Encoder/Decoder Encoding fallbacks fail after 2GB of data has been converted
We have an unfortunate bug in .Net v2.0+ that causes encoding or decoding of more than 2GB of data to fail. That's a lot of data, but it still shouldn't do that. This is a problem with our built in fallbacks.
Ironically, if you encounter bad bytes then the bug is reset and you're "good" for another 2GB. This bug happens to most of our code pages for valid data, but some optimizations make it unlikely to happen in Unicode, ASCII & Latin-1. There are some workarounds. Some of these don't work if you're insulated from the decoder/encoder (like using a StreamWriter):
- Change the encoder and decoder fallbacks to custom fallbacks, or use the built-in EncoderExceptionFallback. If you have known-good data, the ExceptionFallback would be a good choice.

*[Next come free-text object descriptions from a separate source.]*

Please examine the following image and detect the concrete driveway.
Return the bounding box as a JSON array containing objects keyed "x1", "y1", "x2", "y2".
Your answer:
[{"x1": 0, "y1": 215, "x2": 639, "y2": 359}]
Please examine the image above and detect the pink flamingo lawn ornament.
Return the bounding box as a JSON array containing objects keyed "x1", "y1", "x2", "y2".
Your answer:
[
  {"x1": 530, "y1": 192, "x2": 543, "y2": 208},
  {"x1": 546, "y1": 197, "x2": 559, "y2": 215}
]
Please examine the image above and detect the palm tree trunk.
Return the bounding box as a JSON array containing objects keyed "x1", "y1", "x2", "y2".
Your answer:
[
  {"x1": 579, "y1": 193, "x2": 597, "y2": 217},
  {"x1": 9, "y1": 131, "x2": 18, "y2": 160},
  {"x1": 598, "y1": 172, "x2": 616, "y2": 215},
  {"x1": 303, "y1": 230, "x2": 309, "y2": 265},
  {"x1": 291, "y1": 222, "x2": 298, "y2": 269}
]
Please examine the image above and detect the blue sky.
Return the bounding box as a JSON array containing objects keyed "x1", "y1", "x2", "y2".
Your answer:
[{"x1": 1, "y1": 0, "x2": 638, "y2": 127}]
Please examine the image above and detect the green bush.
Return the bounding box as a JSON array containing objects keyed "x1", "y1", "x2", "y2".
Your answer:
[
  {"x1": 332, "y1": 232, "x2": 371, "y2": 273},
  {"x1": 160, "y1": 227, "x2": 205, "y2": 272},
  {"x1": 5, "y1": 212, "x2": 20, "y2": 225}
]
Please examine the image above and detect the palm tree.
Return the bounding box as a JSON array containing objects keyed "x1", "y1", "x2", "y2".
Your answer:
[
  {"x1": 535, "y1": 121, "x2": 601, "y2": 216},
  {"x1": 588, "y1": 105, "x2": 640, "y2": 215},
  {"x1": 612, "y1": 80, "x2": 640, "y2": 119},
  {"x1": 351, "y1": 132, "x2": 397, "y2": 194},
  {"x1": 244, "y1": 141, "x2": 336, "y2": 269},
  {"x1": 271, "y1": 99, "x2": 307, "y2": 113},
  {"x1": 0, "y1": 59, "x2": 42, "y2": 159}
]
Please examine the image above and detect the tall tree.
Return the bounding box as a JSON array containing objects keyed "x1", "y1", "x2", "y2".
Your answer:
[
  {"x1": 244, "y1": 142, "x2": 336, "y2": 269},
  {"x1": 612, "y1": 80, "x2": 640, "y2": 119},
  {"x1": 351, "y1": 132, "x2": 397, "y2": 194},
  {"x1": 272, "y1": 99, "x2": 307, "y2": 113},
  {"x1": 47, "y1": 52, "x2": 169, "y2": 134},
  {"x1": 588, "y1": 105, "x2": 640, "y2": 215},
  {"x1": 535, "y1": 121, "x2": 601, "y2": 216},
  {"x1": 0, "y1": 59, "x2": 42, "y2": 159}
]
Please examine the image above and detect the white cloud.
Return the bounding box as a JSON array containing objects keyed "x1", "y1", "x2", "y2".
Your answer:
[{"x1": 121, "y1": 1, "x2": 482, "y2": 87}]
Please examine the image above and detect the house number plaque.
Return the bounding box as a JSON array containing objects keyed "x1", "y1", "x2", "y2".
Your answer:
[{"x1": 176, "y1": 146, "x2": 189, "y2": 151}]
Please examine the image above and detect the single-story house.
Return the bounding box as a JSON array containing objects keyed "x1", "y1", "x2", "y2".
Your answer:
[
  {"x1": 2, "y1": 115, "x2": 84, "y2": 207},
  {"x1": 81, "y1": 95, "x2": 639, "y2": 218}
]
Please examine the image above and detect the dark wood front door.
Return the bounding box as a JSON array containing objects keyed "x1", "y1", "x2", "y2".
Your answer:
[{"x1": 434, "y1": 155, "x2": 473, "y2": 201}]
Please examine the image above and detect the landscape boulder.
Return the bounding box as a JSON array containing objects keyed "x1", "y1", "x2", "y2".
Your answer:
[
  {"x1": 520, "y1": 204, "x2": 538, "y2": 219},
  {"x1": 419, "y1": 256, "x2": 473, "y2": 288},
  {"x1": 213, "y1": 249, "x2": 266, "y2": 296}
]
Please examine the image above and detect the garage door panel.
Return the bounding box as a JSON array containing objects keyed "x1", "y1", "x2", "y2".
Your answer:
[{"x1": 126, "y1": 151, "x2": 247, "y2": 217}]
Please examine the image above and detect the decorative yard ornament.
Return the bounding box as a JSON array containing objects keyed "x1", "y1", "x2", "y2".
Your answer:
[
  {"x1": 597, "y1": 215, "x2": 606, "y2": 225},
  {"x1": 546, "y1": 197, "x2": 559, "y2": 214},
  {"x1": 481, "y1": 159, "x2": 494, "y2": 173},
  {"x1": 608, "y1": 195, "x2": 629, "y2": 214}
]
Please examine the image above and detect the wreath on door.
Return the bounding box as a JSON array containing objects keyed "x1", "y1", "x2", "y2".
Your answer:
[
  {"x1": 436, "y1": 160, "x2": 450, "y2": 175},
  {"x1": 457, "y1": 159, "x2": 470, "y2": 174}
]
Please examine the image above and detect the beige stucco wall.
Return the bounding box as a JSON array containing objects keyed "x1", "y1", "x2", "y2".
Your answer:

- Use UTF-8 or UTF-16. I think this nearly completely solves the problem. At the minimum it extends the data by enough magnitudes that your computer would probably die of hardware failure before you hit the bug.
- Unconvertible data resets the bug, so you have another 2GB before it'll die. You may be able to occasionally introduce an unconvertible code point (like U+FFFD).
- This only happens when the encoder/decoder fallback buffers aren't reset. Using the Encoding.GetBytes/GetChars won't fail unless you try a string longer than 2GB. If you are using short text segments that don't need the Encoder or Decoder state this would be a good state. For example, if you're piping a bunch of messages to the console, you might consider just sending one line at a time using the Encoding class.
- Getting a new Encoder or Decoder object when possible will give you a fresh start. For example if you process a bunch of smaller documents you might change encoders/decoders between documents, or between records or whatever.
Hope that helps,
Shawn